Apple's got the brand recognition, and has partnered with a dozen or so smart gadget makers for the HomeKit rollout, including Philips, August, Honeywell, iHome, and Kwikset. Some of these companies' products are already sold at Apple stores. Like headphones and speakers that are "Made for iPhone," iOS-ready smart devices could give consumers additional incentive to buy Apple products over Android.

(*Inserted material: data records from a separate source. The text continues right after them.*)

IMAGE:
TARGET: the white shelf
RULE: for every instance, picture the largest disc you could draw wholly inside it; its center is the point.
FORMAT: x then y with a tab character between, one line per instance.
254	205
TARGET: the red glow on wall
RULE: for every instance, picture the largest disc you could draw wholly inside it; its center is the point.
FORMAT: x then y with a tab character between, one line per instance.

Though of course, Google will give it a run for its money. Android@Home was launched in 2011 and petered out, but, with its $3.2 billion purchase of the Nest smart thermostat in January, it's trying again. I wrote at the time that it's easy to imagine Google integrating voice recognition technology to control your home. OK Google Home, dim the lights and turn up the music.

Now, Apple has caught up. There's even rumors based on an Apple patent) that its home automation system will include location tracking to essentially follow you around the house and anticipate your needs before you ask.

In the 10 minutes or so Federighi spoke about HomeKit today, he was sure to bring up privacy protections, as he did many times throughout the keynote address. But the more your computer, cell phone, home address, front door lock, camera, light switch, and TV are tied together, the creepier this stuff gets.